Enel S.p.A. (“Enel” or the “Company”) announces that, as a result of the non-renewal of Mr Francesco Starace as a member of the Board of Directors by the Shareholders’ Meeting held today and of the consequent, concurrent termination of the executive employment relationship, it has been applied to Mr Francesco Starace the economic treatment defined subsequent to his appointment as Chief Executive Officer of Enel in May 2020 .
Specifically, the Board of Directors of the Company, at its meeting on May 3rd, 2023, after a preliminary analysis of the Nominations and Compensations Committee, implemented in this regard the regulation provided for the event of the non-renewal of Mr Starace as Chief Executive Officer, as approved by the Board itself at its meeting on October 15th, 2020 and illustrated as of 2020 in the first section of the Report on the remuneration policy and compensations paid, regularly approved by the Annual Shareholders’ Meeting.

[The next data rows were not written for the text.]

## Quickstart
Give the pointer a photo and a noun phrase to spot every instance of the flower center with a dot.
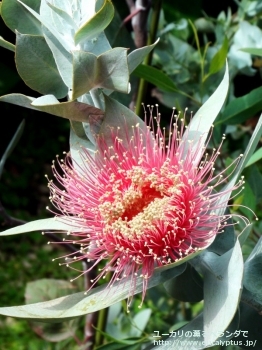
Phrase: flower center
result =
(135, 201)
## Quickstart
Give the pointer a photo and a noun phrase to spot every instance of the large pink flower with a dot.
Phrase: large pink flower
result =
(146, 202)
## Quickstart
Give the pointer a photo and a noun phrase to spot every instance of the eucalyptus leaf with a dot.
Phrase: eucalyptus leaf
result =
(222, 289)
(36, 65)
(241, 165)
(63, 58)
(42, 225)
(11, 145)
(109, 71)
(78, 304)
(200, 125)
(17, 18)
(187, 287)
(94, 26)
(46, 289)
(6, 44)
(183, 339)
(63, 14)
(57, 25)
(137, 56)
(19, 100)
(72, 110)
(46, 21)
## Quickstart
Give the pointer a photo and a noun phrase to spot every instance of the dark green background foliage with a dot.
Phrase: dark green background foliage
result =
(24, 194)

In application of this regulation, it has therefore been recognized to Mr Starace an indemnity for the termination of the directorship and executive relationship of an amount equal to two years of the fixed component referred to both relationships (for an overall amount of 3,040,000 euros gross), replacing and derogating the treatments due pursuant to the law and the national collective bargaining agreement for executives of companies producing goods and services; such indemnity will be disbursed in June 2023.
Mr Starace also retains the rights accrued for participation in the short- and long-term incentive systems adopted by the Company (subject to malus and clawback clauses), as illustrated in the first section of the aforementioned Reports on the remuneration policy and compensations paid.
Specifically, the amount due as short-term variable remuneration for 2023 amounts to 420,753 euros gross and will be paid in May 2023, as it has been conventionally fixed to an extent equal to the average of the amounts granted in this respect in the last two years and determined pro rata temporis until the date of termination of the directorship and executive relationship.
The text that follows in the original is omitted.